Tuesday, July 10, 2012

3 Ways To Overcome A Tough First Assignment (Part 2)

Hey Edsters,

I have to admit that when I wrote part one of this post, I was a little (ok, very) concerned that I would be coming to you this week with no advice to offer because I hadn't actually figured out how to overcome that first assignment. 

Luckily for both of us, that's not the case.

This past week was a huge improvement over last week, and once I stopped freaking out about how badly I was doing, I had the presence of mind to realize that I learned a ridiculous amount about how the magazine operates during that tough week. I even ended the week with my first national byline (and it's not even online, it's actually in the magazine). So, here's how I did it:

1. Stay late. Early in the week, I was finished with the first assignment, but still at the office around 7:00 when I heard a couple editors mention they needed an intern to work on something in the morning. I quickly realized that it was the same two editors who I had worked with on my first assignment. They noticed I was still there and gave me the task. I was able to complete it before noon the next day and redeem myself, at least a little bit, in their eyes.

2. Be meticulous. While I was working on assignment #1, I was also fact checking a pretty complicated piece. The process took several days of phone calls and emails with the writer and the source, and quite a bit of the original story was changed. Because so many corrections had been made over multiple days, I wanted to make sure all of the changes were reflected in the final product. My editor had already finished the page and moved on to something else when I asked her if I could see the final version, so I was a bit worried about how she would react. To my surprise, she was willing to let me see the page again and even said she appreciated me checking. 

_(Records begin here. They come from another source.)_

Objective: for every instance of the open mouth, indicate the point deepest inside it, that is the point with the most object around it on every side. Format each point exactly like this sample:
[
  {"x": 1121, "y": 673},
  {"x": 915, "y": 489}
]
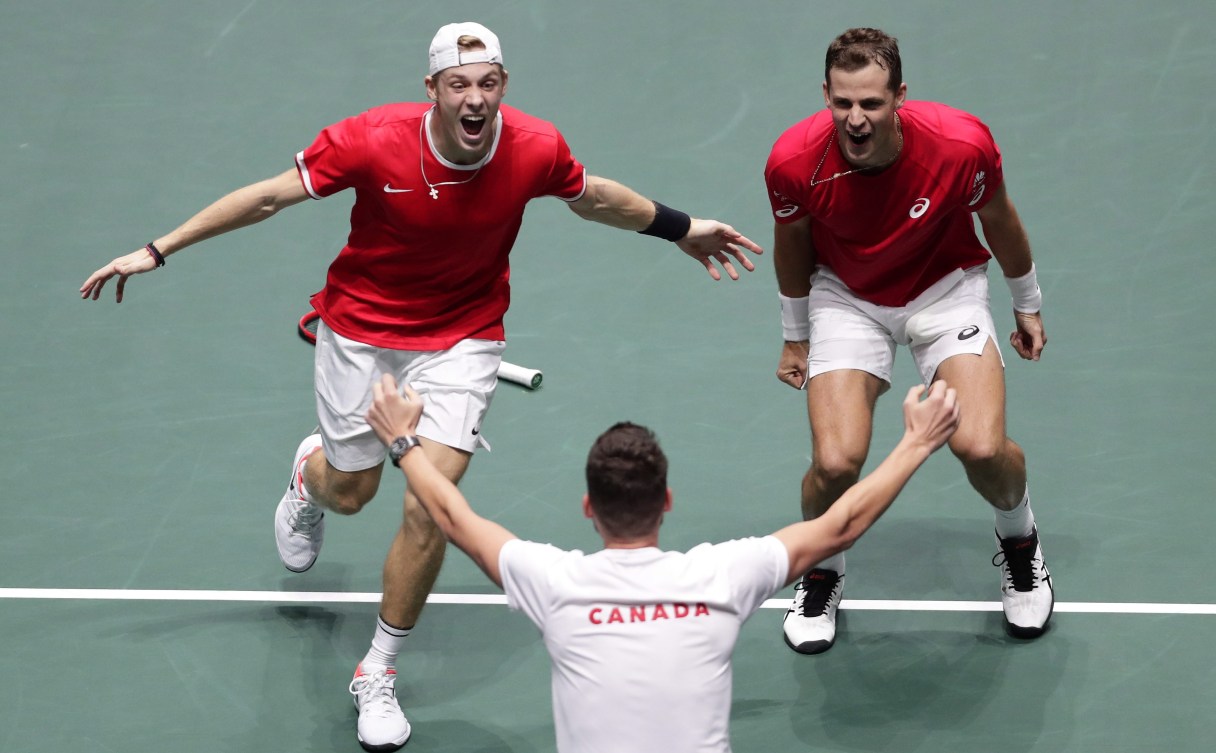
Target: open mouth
[{"x": 473, "y": 124}]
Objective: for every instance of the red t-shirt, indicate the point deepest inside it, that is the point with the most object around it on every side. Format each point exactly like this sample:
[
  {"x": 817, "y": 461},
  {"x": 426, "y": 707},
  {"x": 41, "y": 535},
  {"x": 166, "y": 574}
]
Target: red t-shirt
[
  {"x": 420, "y": 273},
  {"x": 890, "y": 235}
]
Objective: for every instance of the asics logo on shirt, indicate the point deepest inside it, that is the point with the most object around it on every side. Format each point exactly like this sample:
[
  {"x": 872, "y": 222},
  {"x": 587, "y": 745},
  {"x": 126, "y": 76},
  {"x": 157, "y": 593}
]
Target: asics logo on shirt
[{"x": 978, "y": 186}]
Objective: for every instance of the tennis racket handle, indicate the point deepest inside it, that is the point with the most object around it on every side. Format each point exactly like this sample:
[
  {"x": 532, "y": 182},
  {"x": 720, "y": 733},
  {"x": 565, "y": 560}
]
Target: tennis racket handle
[{"x": 521, "y": 375}]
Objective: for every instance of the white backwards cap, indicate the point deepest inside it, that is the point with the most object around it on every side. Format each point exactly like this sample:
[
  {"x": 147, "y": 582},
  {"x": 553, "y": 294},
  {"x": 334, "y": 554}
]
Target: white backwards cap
[{"x": 446, "y": 54}]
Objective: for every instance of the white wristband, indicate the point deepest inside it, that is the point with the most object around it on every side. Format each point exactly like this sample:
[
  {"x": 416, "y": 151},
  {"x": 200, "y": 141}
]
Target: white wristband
[
  {"x": 795, "y": 318},
  {"x": 1026, "y": 296}
]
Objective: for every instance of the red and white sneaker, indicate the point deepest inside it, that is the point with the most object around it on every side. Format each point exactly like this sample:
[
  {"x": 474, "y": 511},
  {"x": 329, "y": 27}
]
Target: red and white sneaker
[
  {"x": 810, "y": 622},
  {"x": 299, "y": 524},
  {"x": 382, "y": 725}
]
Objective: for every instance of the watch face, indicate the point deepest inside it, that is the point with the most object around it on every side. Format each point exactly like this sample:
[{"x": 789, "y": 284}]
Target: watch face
[{"x": 400, "y": 447}]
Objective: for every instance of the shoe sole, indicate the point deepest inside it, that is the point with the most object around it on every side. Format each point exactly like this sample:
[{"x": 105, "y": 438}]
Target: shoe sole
[
  {"x": 1029, "y": 631},
  {"x": 810, "y": 647},
  {"x": 382, "y": 748}
]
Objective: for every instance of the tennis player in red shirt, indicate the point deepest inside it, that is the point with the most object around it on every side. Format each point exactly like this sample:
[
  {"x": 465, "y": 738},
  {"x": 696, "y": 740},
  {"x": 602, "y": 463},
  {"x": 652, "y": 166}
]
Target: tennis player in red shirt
[
  {"x": 418, "y": 291},
  {"x": 876, "y": 247}
]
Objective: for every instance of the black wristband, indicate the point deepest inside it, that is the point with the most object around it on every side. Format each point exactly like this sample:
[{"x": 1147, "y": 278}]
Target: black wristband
[
  {"x": 669, "y": 224},
  {"x": 156, "y": 254}
]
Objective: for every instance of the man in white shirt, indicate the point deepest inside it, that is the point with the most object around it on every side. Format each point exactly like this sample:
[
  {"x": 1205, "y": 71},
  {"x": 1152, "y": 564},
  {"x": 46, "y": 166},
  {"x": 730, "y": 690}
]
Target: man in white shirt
[{"x": 641, "y": 639}]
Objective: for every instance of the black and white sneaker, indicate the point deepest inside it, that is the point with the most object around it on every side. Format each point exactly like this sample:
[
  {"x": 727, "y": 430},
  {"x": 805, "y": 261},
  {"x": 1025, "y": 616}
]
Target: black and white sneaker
[
  {"x": 810, "y": 622},
  {"x": 1026, "y": 593}
]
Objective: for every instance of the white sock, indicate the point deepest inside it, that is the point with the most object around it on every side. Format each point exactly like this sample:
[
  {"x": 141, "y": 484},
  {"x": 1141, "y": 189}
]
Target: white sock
[
  {"x": 1015, "y": 523},
  {"x": 386, "y": 645},
  {"x": 834, "y": 563},
  {"x": 299, "y": 481}
]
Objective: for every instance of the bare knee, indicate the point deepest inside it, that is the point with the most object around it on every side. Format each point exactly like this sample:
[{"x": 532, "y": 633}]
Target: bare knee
[
  {"x": 348, "y": 501},
  {"x": 834, "y": 471},
  {"x": 980, "y": 451},
  {"x": 420, "y": 528}
]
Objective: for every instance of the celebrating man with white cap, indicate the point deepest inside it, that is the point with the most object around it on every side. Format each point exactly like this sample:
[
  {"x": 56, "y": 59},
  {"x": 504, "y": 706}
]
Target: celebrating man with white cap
[{"x": 418, "y": 291}]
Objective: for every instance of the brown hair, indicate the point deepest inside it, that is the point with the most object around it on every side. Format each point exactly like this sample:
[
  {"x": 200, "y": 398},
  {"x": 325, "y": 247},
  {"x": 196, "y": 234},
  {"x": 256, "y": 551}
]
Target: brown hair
[
  {"x": 857, "y": 48},
  {"x": 628, "y": 481}
]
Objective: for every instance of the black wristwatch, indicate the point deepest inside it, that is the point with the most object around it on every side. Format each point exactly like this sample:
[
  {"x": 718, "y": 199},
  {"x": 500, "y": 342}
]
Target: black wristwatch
[{"x": 400, "y": 447}]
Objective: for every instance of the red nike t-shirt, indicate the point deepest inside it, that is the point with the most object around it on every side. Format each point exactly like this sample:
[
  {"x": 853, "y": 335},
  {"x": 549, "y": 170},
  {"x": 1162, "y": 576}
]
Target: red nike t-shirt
[
  {"x": 422, "y": 273},
  {"x": 890, "y": 235}
]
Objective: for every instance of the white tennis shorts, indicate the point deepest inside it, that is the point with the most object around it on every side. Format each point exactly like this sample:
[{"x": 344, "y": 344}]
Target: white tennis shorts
[
  {"x": 457, "y": 386},
  {"x": 949, "y": 319}
]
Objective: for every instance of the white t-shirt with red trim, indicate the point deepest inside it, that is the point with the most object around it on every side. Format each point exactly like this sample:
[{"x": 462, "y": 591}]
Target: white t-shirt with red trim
[
  {"x": 421, "y": 270},
  {"x": 889, "y": 236},
  {"x": 641, "y": 639}
]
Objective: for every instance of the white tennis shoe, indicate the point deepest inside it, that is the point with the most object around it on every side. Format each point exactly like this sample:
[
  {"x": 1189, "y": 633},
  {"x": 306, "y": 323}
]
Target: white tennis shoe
[
  {"x": 299, "y": 524},
  {"x": 382, "y": 725},
  {"x": 1026, "y": 594},
  {"x": 810, "y": 622}
]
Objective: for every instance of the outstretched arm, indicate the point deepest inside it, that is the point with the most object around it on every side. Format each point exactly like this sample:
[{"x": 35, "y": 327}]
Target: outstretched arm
[
  {"x": 611, "y": 203},
  {"x": 242, "y": 207},
  {"x": 1007, "y": 240},
  {"x": 393, "y": 416},
  {"x": 793, "y": 258},
  {"x": 928, "y": 423}
]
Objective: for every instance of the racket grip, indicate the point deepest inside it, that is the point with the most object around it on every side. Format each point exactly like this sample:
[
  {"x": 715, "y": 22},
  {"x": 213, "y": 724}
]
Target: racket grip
[{"x": 519, "y": 375}]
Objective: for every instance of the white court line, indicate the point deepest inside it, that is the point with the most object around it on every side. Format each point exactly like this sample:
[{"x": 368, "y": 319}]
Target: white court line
[{"x": 1091, "y": 607}]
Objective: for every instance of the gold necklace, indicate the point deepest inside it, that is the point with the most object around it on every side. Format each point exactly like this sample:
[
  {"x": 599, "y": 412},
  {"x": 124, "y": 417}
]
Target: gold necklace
[
  {"x": 422, "y": 167},
  {"x": 899, "y": 149}
]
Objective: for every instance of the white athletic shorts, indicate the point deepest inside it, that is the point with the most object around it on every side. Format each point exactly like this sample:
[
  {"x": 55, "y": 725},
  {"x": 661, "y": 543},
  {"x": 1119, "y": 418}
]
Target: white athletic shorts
[
  {"x": 457, "y": 386},
  {"x": 949, "y": 319}
]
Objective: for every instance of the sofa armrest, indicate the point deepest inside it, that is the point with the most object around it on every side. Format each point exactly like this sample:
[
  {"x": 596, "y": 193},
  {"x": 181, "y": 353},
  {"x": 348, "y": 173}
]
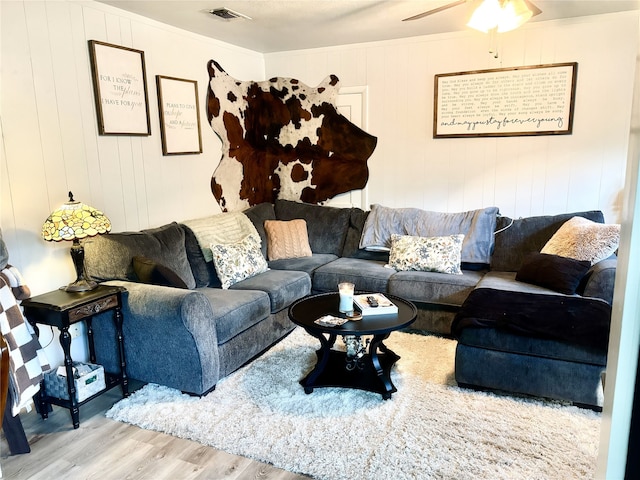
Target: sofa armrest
[
  {"x": 169, "y": 336},
  {"x": 600, "y": 280}
]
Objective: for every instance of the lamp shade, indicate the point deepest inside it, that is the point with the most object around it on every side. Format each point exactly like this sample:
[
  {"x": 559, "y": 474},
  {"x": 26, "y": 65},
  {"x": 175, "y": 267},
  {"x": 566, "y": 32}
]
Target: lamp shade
[
  {"x": 485, "y": 16},
  {"x": 74, "y": 220}
]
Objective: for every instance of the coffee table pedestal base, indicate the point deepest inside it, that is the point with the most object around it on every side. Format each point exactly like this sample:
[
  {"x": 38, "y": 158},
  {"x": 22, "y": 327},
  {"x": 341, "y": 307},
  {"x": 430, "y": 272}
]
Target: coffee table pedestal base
[{"x": 372, "y": 372}]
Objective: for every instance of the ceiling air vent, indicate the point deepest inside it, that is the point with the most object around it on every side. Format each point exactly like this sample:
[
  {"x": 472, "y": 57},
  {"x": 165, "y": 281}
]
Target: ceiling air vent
[{"x": 227, "y": 14}]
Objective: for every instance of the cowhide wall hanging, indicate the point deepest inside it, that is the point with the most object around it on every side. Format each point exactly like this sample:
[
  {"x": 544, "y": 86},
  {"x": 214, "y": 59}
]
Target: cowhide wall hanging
[{"x": 283, "y": 139}]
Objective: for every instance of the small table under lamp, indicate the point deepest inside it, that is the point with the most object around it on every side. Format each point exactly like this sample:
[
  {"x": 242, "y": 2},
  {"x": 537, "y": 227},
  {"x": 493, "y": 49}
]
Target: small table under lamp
[{"x": 72, "y": 221}]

3. Branch out. During the height of my crazy, I was pretty sure the editors I was working with on assignment #1 would never give me anything ever again, and I wouldn't have blamed them. In an effort to avoid being bored the rest of the summer, I reached out to other editors and helped with anything I could. I did my best to make a good impression this time around and I got to work on some pretty cool projects in the process. I think this one might be about to backfire on me (let's hope my next post isn't about handling 50,000 assignments at once), but hey, it's better than being bored and now I know more of the staff.

So there you have it. That first week was seemingly never-ending, but I made a bunch of mistakes I'll never make again. Sometimes it's good to remember that internships are supposed to be about learning the ropes, even though we all probably feel like we're supposed to be perfect from the start.

What have you learned so far, and what did you have to go through in the process?